Have you noticed the change at Mass?
Our Holy Father Pope Francis has done something that no pope has done since Blessed John XXIII, back around 1960. He added a line to the Eucharistic prayer of the Mass, simply and completely on his own authority.
The Roman Canon was the only Eucharistic Prayer in the Roman Rite until after the Second Vatican Council, when the Missal of Paul VI was issued in 1970. Then it became Eucharistic Prayer I, and was joined by Eucharistic Prayers II, III, and IV. It had been intact and unchanged since the issue of the Missal of (Saint) Pius V, after the Council of Trent, back in the 1560s. Four Hundred years later, Pope (soon to be Saint) John XXIII decided it was missing something – or, more properly, someone – and set about fixing it.
The Roman Canon has two long lists of saints. The first one, invoked before the consecration, starts with the glorious ever-Virgin Mary, and ends with Lawrence, Chrysogonous, John and Paul, Cosmas and Damian. Good Pope John couldn’t help but notice that someone very important – and very dear to him – was missing. So, right after the Mother of God, he added, and blessed Joseph, her (chaste) spouse. And there he has remained ever since.
Now, the newer Eucharistic prayers mention only the Blessed Virgin by name, and then invoke generically the blessed apostles and martyrs, with no names specified. In Eucharistic Prayer III, there is the instruction to insert the name of the patron of the church in which Mass is being said, so here, you’ll hear the name of Saint Bernadette; and the name of the saint of the day, which I try to do even on Sundays when that feast goes uncelebrated. For example, this Sunday is the memorial of Saint John Vianney. You can check and see if he is mentioned at your Mass!
But since last month, when the memo came out of the Vatican in a most matter-of-fact, unceremonious way, now in all the Eucharistic prayers, the priest is to invoke the foster-father of the Lord, adding immediately after the most blessed Mary, Mother of God, and blessed Joseph, her spouse. Father McCabe and I both picked it up very quickly, though I did forget once or twice. The daily Mass crowd has probably already become used to it and no longer notices.

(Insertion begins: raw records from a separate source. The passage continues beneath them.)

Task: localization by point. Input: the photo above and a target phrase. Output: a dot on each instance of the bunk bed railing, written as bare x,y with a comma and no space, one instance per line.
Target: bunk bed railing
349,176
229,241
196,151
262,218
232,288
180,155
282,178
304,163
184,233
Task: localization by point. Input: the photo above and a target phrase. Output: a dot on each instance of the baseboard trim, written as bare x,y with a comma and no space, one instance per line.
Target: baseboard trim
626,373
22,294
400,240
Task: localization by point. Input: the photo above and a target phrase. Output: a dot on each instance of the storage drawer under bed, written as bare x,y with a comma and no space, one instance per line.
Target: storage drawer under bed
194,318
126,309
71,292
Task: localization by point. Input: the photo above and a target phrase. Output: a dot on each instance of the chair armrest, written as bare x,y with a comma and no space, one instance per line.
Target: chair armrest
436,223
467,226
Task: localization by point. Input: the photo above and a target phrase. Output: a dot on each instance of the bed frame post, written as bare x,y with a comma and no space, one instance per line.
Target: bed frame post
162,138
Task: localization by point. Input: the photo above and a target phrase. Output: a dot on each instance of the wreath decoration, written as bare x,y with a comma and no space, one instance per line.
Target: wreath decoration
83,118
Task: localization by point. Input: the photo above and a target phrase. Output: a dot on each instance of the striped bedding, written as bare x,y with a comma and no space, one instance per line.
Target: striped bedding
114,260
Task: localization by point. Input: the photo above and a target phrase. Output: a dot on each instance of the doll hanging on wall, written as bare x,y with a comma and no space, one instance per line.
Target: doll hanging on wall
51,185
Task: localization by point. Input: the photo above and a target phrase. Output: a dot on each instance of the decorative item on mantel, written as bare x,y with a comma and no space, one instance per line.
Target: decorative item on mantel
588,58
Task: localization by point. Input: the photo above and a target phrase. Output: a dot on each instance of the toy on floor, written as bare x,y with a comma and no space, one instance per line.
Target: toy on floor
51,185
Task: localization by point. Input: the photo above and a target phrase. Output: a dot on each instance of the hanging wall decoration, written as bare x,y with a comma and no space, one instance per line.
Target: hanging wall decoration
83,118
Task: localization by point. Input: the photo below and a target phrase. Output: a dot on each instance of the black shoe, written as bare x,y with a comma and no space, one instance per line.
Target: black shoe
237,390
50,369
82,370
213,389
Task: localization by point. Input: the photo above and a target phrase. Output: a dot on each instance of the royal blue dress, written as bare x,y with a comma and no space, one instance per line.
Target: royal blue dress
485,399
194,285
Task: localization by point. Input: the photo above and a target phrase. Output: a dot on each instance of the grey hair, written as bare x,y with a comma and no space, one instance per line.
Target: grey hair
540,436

Now, I can’t say what happened at the parishes where you went to Mass while you were away on vacation, but here you will hear this great saint, intercessor, and example, invoked at every Mass, not just the ones with the “long” Eucharistic prayer.
I hope you join me in thinking that this is a good thing. Most of us don’t think of Saint Joseph enough, and he has a lot to offer. May this simple and pious act of our Holy Father draw us more deeply into the mystery of Christ’s life, by uniting us more closely to the one who taught Him how to be a man!
Speaking of joining me in joyous and pious acts, please join me in welcoming back to our happy parish home Father Nick Zientarski, who has come down from New York to help me out now that I am here alone. He also – perhaps even mainly – comes to see all of you, whom he loves, and to celebrate Mass here with you. Show him your delight, and promise him your prayers as he fortifies himself to return to Saint Joseph’s Seminary at Dunwoodie, New York, for yet another year in the grueling role of Dean!